Webhooks

Paisr uses webhooks to notify your application about events that happen within your profile—such as completed payments, invoice updates, incoming transfers and more. Webhooks enable real-time updates without needing to constantly poll the API.

You can subscribe to the events that matter to you and build automations or workflows that react instantly when they occur.

How they work

Whenever an event occurs—like a payment being completed or a customer being created—Paisr creates an event object and sends it as an HTTP POST request to the url(s) you’ve configured.

Each event payload includes:

  • The event type (e.g. invoice.paid, customer.created)
  • The ID of the resource
{
    "id": "inv_123456",
    "event": "invoice.paid",
}

You can easily create, and manage webhooks from the Developers section in your Dashboard, or programatically using the Webhooks API.

Authenticating Webhooks

To verify that a webhook was sent by Paisr, each request includes the following headers:

  • X-PCB-Signature
  • X-PCB-Timestamp

The X-PCB-Signature header is an HMAC-SHA256 signature generated using your Webhook Secret.
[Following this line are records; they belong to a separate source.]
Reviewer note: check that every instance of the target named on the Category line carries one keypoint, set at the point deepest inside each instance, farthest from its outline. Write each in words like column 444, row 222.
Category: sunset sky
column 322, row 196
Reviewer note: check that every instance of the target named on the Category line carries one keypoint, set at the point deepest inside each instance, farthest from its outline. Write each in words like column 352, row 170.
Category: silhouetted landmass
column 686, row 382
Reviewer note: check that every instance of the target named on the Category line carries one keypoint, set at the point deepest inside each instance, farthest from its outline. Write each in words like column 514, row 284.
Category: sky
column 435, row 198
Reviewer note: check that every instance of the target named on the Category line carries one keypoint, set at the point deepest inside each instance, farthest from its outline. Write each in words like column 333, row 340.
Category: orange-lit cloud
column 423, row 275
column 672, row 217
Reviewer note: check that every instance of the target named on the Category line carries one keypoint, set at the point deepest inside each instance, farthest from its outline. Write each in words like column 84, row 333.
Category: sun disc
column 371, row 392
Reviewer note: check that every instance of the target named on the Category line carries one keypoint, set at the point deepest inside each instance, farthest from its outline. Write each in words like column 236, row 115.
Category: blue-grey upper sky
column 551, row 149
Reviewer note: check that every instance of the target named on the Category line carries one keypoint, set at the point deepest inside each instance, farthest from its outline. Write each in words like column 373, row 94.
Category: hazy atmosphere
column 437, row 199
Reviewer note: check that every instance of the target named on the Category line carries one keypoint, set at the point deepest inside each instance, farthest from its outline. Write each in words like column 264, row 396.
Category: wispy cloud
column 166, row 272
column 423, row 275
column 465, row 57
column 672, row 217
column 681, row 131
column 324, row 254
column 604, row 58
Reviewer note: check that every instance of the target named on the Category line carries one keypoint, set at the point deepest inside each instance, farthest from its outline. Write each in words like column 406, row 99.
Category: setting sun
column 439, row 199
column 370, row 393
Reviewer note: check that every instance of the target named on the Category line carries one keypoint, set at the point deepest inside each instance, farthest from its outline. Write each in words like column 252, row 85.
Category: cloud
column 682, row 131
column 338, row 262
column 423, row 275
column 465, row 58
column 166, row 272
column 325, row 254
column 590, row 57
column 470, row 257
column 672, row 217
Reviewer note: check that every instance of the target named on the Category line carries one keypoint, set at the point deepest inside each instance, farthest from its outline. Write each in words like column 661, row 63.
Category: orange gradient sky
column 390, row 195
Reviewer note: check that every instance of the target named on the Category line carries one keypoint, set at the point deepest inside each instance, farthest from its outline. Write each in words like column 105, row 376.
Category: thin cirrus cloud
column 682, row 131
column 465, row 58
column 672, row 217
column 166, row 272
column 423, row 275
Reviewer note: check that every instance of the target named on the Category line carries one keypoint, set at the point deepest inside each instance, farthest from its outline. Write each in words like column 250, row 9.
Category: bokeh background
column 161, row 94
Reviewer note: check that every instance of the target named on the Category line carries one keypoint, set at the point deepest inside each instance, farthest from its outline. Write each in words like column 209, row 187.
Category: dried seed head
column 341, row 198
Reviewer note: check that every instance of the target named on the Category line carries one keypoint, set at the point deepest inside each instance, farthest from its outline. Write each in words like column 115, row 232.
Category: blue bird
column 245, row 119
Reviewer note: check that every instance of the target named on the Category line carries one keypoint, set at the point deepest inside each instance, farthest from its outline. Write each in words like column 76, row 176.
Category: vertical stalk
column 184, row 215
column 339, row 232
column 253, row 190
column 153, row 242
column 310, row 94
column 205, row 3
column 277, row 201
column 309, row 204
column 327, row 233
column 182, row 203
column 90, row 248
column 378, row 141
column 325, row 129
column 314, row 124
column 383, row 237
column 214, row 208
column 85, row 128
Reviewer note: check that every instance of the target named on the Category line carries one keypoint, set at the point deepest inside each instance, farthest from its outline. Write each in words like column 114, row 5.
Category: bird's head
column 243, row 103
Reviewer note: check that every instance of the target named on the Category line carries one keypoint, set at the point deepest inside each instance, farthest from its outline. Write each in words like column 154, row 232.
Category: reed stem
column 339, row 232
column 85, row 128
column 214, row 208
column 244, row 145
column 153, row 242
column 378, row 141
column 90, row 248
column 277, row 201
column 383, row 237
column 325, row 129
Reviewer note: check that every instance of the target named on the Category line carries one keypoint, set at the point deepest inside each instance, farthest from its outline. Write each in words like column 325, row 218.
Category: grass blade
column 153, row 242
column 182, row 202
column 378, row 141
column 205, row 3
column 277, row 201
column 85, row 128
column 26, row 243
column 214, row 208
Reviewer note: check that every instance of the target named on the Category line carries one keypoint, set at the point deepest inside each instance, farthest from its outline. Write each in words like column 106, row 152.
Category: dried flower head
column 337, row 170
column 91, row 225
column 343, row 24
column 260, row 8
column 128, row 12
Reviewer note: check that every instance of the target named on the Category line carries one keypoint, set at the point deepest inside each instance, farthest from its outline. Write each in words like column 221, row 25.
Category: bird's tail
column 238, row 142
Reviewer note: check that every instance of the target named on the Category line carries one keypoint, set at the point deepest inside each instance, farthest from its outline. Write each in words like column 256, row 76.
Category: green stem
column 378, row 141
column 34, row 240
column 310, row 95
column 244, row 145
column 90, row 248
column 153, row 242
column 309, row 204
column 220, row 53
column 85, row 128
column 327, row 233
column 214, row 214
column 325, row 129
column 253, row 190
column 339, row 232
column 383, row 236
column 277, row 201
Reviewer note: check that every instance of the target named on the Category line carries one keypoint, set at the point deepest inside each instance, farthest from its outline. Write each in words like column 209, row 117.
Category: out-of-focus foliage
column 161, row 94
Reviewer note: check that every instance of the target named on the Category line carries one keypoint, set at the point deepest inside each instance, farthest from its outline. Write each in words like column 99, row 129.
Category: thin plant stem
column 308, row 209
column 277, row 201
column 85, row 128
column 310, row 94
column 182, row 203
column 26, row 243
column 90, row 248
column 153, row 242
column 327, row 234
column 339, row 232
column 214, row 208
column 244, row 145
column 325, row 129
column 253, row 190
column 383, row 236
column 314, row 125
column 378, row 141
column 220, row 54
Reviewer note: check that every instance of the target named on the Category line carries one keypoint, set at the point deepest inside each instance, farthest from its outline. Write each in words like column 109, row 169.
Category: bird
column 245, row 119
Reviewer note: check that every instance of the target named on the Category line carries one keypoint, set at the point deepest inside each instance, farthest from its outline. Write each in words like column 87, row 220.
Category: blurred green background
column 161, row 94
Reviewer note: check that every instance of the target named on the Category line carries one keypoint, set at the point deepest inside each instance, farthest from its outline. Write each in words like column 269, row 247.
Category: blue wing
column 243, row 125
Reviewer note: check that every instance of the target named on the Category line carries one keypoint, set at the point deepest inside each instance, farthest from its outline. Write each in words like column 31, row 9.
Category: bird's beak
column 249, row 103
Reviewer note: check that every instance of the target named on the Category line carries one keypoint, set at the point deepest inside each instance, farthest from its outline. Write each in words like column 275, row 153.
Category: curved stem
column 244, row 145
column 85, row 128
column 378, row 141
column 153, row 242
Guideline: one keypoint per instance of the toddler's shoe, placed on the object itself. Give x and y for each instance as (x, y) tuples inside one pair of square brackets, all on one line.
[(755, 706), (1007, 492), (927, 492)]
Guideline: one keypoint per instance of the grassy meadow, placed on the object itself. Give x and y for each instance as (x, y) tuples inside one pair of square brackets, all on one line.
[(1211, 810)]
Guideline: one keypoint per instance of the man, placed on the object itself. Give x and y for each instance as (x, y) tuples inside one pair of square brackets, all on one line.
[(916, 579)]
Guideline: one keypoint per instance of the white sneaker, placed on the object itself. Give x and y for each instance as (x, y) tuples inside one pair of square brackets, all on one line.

This helps prevent spoofed or replayed requests from being accepted.

To validate:

  1. Retrieve the X-PCB-Signature and X-PCB-Timestamp from the request headers.
  2. Compute the HMAC using your webhook secret.
  3. Compare it to the signature in the header.
signature = HMAC_SHA256(secret, timestamp + '.' + body)

The most important step is to always sign and verify the exact raw JSON — any re-stringification can alter the payload and invalidate the signature.

Below are some examples:

const crypto = require("crypto");

function verifyWebhook(req, secret) {
  const signature = req.header("X-PCB-Signature");
  const timestamp = req.header("X-PCB-Timestamp");
  const rawBody = req.rawBody; // Ensure middleware captures raw body

  const payload = `${timestamp}.${rawBody}`;
  const hmac = crypto
    .createHmac("sha256", secret)
    .update(payload)
    .digest("hex");

  return crypto.timingSafeEqual(Buffer.from(hmac), Buffer.from(signature));
}
import (
	"crypto/hmac"
	"crypto/sha256"
	"encoding/hex"
	"net/http"
)

func verifyWebhook(r *http.Request, secret []byte, rawBody []byte) bool {
	signature := r.Header.Get("X-PCB-Signature")
	timestamp := r.Header.Get("X-PCB-Timestamp")

	message := append([]byte(timestamp+"."), rawBody...)
	mac := hmac.New(sha256.New, secret)
	mac.Write(message)
	expectedMAC := mac.Sum(nil)

	signatureBytes, err := hex.DecodeString(signature)
	if err != nil {
		return false
	}

	return hmac.Equal(expectedMAC, signatureBytes)
}
use hmac::{Hmac, Mac};
use sha2::Sha256;
use hex;

type HmacSha256 = Hmac<Sha256>;

fn verify_webhook(raw_body: &str, timestamp: &str, signature: &str, secret: &str) -> bool {
    let payload = format!("{}.{}", timestamp, raw_body);
    let mut mac = HmacSha256::new_from_slice(secret.as_bytes()).unwrap();
    mac.update(payload.as_bytes());

    match hex::decode(signature) {
        Ok(signature_bytes) => mac.verify_slice(&signature_bytes).is_ok(),
        Err(_) => false,
    }
}
import hmac
import hashlib

def verify_webhook(raw_body: bytes, timestamp: str, signature: str, secret: str) -> bool:
    payload = f"{timestamp}.{raw_body.decode('utf-8')}".encode('utf-8')
    expected_signature = hmac.new(secret.encode(), payload, hashlib.sha256).hexdigest()
    return hmac.compare_digest(expected_signature, signature)
function verifyWebhook($rawBody, $timestamp, $signature, $secret) {
    $payload = $timestamp . '.' . $rawBody;
    $expected = hash_hmac('sha256', $payload, $secret);
    return hash_equals($expected, $signature);
}

Always store and HMAC the raw JSON string (rather than re-stringifying after parsing). Differences in whitespace, or key ordering will break the signature verification.

Other unique headers include:

  • User Agent: PCB Events
  • Powered By: PAISR Technologies NV

Retries & Reliability

If your server fails to respond with a 2XX status, Paisr automatically retries the event using an exponential backoff strategy for up to 10 retries. You can track delivery attempts, failures, and retry schedules in the Dashboard or via the Webhooks API.

Monitoring

You can monitor the performance of your webhooks via the Dashboard or using the Webhooks API. These metrics help you monitor the health of your integration and identify misconfigurations or downtime quickly.

Best Practices

  • Always verify the webhook signature.
  • Avoid blocking your main application thread.
  • Log webhook receipts and failures for traceability.
  • Frequently monitor the performance of your webhooks.